On appeal, the company continued to argue that McGuinty’s delay in formally objecting to the company’s conduct for two years resulted in condonation of the conduct.
The court noted that an employee has an obligation to elect to either continue working and accept the change, or to treat the breach as bringing the contract to an end, within a “reasonable period of time” but that this is a fact-specific determination depending on the circumstances.
In this case, it was clear that McGuinty had reached out to the company to attempt to resolve his concerns, and that, as the trial judge noted, he did not continue working, as he was on sick leave.
The court found that while there was a significant delay in McGuinty’s election, that delay had to be considered in light of the fact that he was unable to return to work due to depression and anxiety directly caused by the company’s conduct, and in the context of the unique circumstances of his employment. This included a consideration of his age, his guarantee of employment until retirement at age 65, the fact that this was his family’s business, and the extensive non-competition clause set out in the agreement that would have prevented him from working within his industry.

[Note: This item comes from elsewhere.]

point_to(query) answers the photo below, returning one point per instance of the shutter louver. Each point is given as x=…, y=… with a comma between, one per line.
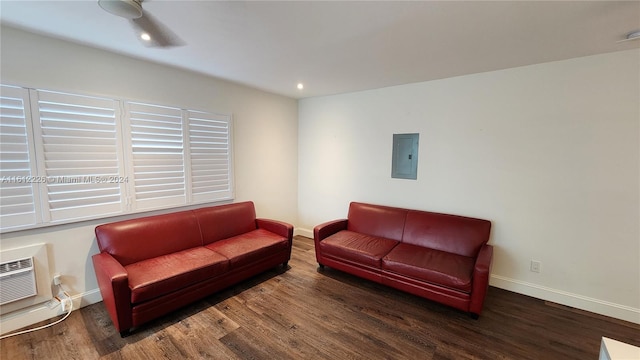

The decision of the Court of Appeal emphasizes for employers the reality that a claim of constructive dismissal will be assessed on the basis of the unique facts of each case. In particular, employers should be cautious about concluding that an employee has given up their right to pursue a claim for constructive dismissal, especially in cases where an employee is medically incapable of continuing to work for the employer.
This case also serves as a reminder to employers of the importance of having a well-drafted contract and, in particular, ensuring that fixed-term contracts are properly drafted to include an enforceable early termination clause. Had the agreement in this case contained such a clause, the damages payable to McGuinty could have been substantially reduced.